Can Friedman's gradient boosting machine achieve better performance than Breiman's Random Forest? If so, in which conditions or what kind of data set can make gbm better?
The following provides an explanation as per why Boosting generally outperforms Random Forest in practice, but I would be very interested to know which other different factors may explain Boosting's edge over RF in specific settings.
Basically, within the $error=bias+variance$ framework, RF can only reduce error through reducing the variance (Hastie et al. 2009 p. 588). The bias is fixed and equal to the bias of a single tree in the forest (hence the need to grow very large trees, that have very low bias).
On the other hand, Boosting reduces bias (by adding each new tree in the sequence so that what was missed by the preceding tree is captured), but also variance (by combining many models).
So, Boosting reduces error on both fronts, whereas RF can only reduce error through reducing variance. Of course, as I said, there might be other explanations for the better performance of Boosting observed in practice.
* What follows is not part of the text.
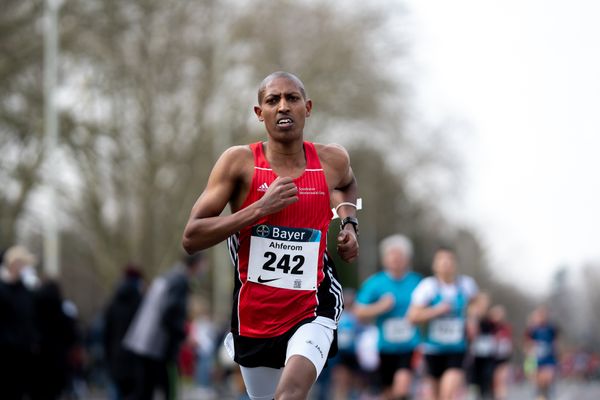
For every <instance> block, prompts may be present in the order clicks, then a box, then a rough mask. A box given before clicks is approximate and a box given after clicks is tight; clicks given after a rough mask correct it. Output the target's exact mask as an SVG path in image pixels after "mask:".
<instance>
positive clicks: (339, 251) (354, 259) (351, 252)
mask: <svg viewBox="0 0 600 400" xmlns="http://www.w3.org/2000/svg"><path fill="white" fill-rule="evenodd" d="M346 226H347V227H348V228H347V229H343V230H341V231H340V233H339V234H338V237H337V250H338V254H339V255H340V257H342V260H344V261H346V262H352V261H354V260H356V258H357V257H358V240H357V238H356V233H355V232H354V228H353V227H352V226H351V225H346Z"/></svg>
For instance, page 591 of the aforementioned book, it is said that Boosting outperforms RF on the nested sphere problem because in that particular case the true decision boundary is additive. (?) They also report that Boosting does better than RF for the spam and the California housing data.
Another reference that found Boosting to outperform RF is Caruana and Niculescu-Mizil 2006. Unfortunately, they report the results but don't try to explain what causes them. They compared the two classifiers (and many more) on 11 binary classification problems for 8 different performance metrics.